Last December, Eboné Bell quit her day job as the advertising manager at the Chronicle of Higher Education. She wanted to focus full time on her event-planning and niche-marketing business.
”I was not built to sit at a desk from 9 to 5 for the rest of my life,” says Bell. ”It started taking a toll, and I really had to question, ‘Eboné, what do you want to do?”’
That question led to a realization: ”You’re not getting any younger.”
At 27, just slightly more than five years out of college, Bell was already having a bit of a midlife crisis — but one that allowed her to harness her ambition.
It’s that drive that led to Bell’s recognition as a Next Generation Award winner. It’s not the first time she’s been honored. Last spring, One in Ten presented her with an Appreciation Award, and this April the Capital Area Gay and Lesbian Chamber of Commerce named her Future Business Person of the Year.
”I am honored by the awards,” Bell says. ”Getting the Next Generation Award is huge. It really does motivate me to continue to do what I do. There are so many ideas that I have for the community that I really want to implement in the next year or two. Sometimes I just don’t know if I can get there or not.”

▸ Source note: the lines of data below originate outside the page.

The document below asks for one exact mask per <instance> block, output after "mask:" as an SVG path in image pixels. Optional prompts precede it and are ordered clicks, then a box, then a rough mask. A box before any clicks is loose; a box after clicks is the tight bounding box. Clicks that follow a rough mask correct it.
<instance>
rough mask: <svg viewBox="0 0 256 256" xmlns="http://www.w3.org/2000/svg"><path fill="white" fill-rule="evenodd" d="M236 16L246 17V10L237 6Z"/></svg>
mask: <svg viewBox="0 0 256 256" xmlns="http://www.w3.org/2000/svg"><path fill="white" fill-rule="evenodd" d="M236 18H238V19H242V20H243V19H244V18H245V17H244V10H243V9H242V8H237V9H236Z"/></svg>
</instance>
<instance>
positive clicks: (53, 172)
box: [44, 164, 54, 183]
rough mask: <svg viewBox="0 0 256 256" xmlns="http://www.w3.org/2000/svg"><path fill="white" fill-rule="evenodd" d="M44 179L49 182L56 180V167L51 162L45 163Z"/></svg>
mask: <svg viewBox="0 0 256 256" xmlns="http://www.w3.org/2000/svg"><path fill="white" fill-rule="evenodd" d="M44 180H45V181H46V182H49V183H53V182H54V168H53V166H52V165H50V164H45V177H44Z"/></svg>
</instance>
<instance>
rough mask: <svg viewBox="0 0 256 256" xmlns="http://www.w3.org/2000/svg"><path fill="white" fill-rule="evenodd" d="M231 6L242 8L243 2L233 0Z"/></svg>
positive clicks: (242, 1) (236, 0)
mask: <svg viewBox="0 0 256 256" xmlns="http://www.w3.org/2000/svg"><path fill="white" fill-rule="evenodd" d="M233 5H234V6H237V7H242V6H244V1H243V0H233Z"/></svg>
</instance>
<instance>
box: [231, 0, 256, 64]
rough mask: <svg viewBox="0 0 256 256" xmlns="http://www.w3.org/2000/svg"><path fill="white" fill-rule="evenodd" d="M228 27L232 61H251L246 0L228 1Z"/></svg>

Obviously, few others doubt her — and with reason. Bell has expanded the Queer Women’s Prom she started three years ago to become an all-welcoming Capital Queer Prom. Last month, it whisked away nearly 300 revelers on a Potomac River boat cruise. Bell is the leading force behind B.O.I. Productions, a company whose acronym stands for ”Bringing Our Ideas,” is also responsible for the popular women’s Wednesday-night party at Fab Lounge, “Ladies First.”
And there’s still more. Bell has taken on the volunteer task of leading Capital Pride’s marketing and communications committee. Next weekend, April 25, she’ll co-host and perform at Youth Pride Day, reprising her role from last year.
”I believe when you put a lot out there, you’ll get the rewards in the end,” Bell says.
Bell burst onto the D.C. scene in 2003, after graduating from the University of Maryland. Her first role was as E-Cleff, part of the celebrated DC Kings drag-king ensemble. Although she’s no longer part of the group, E-Cleff has been known to resurface for special occasions.
”As I’ve gotten older, I’ve gotten more comfortable with who I am, and really embrace that androgynous look I have naturally.”
When she was younger, Bell was more willing to conform to social norms — to a degree.
”I can’t say, ‘Oh my God, it was horrible, I was uncomfortable,” she says about her prom at Montgomery County’s Sherwood High School. For the occasion, she wore a dress just like all her friends, to please her parents, and went with a boy.
”I was just going through the motions.”
The idea for the Queer Prom came from watching a high school-themed movie and thinking, ”It would be really nice if I could relive my prom — wearing a nice tuxedo.”
Now, she and hundreds of others get to do it every year. ”Second chance” proms are common on college campuses throughout the country, but Bell knows of no other annual event specifically for adults of all ages.
Bell has plans to open a bar for the GLBT community in Montgomery County. She expects Riff Raff Bar and Lounge to have its grand opening in time for Capital Pride.
In one breath, Bell says, ”I definitely don’t dare take any more on at this point.” With another, she talks about her plans with Riff Raff, and also about how she’s expanded B.O.I. Productions to include more traditional marketing, even beyond the gay community. She’s working now with a new client to drum up more customers through targeted niche marketing.
And then there are her future ambitions.
”I want to create more events that give the same feel as the prom — being able to sit down and dress up, have a nice dinner and dance — but make it more affordable for younger people than other similar events.”
Whatever develops, Bell is appreciative of all the support and recognition. ”I haven’t done this by myself,” she says, ticking off especially strong supp ort from her mother, her girlfriend and her mentor.
”It’s the support system around me that keeps me going.”